When the polynomials x³ − px² + x + 6 and 2x³ − x² − (p + 3) x − 6 are divided by x − 3, they leave the same remainder, the value of p is ______.

The factors of 3x³ − 7x² + 4 are ______.

If 2x + 1 is a factor of 3 − kx − 2x², then the value of k is ______.

If x − 4 is a factor of x³ + kx² + 2x − 8, then the value of k is ______.

If x − a is a factor of 2x³ − 2a²x + x − 5, then the value of ‘a’ is ______.

What must be subtracted from the polynomial x³ + x² – 2x + 1, so that the result is exactly divisible by (x – 3)?

In the following question, two statements (i) and (ii) are given. Choose the valid statement.

1. When the polynomial f(x) = 4x³ − 7x + 3 is divided by x − 1, the remainder is 0.
2. x − a is a factor of the polynomial f(x) if f(a) = 0.

In the following question, two statements (i) and (ii) are given. Choose the valid statement.

1. If x − a is a factor of 3x³ + x² − ax − 81, then a = 3.
2. x + 1 is a factor of 3x³ − 7x² + 4.

In the following question, two statements (i) and (ii) are given. Choose the valid statement.

1. 4x² + kx − 7 is exactly divisible by x − 2 then the value of k is `9/2`.
2. (2x + 1) is a factor of 2x³ + x² − 8x − 4.

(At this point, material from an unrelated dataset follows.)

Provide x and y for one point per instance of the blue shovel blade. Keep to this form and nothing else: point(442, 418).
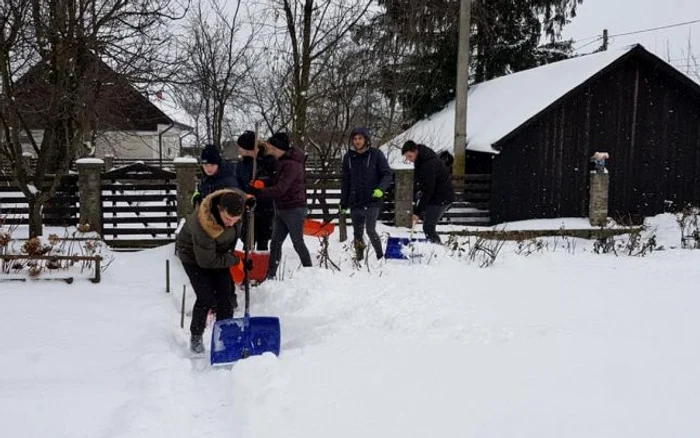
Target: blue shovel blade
point(238, 338)
point(394, 247)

In the following question, two statements (i) and (ii) are given. Choose the valid statement.

1. If (x + 1) and (x + 2) are the factors of x³ + px² + qx − 2 then p = 0.
2. 2x³ + x² + 17x + 46 is exactly divisible by x + 2.

Use factor theorem to factorise: 3x³ + 2x² − 19x + 6.

Determine whether x + 1 is a factor of x³ + x² − 8x − 8.

Use factor theorem to factorise 6x³ + 17x² + 4x − 12.

What must be added to the polynomial 2x³ − 3x² − 8x so that it leaves a remainder 10 when divided by (2x + 1)?

Using the remainder theorem, find the remainders obtained when x³ + (kx + 8 )x + k is divided by x + 1 and x − 2. 

Hence, find k if the sum of the two remainders is 1.

If the polynomial 2x³ + 3x² + px + q is exactly divisible by 2x² + 9x + 9, find the value of p and q. Hence, factorise the expression completely.

The polynomials 5x³ − 3x² + kx − 25 and x³ + 15x + 2k + 18  leave the same remainder when divided by x − 3. Find the value of k.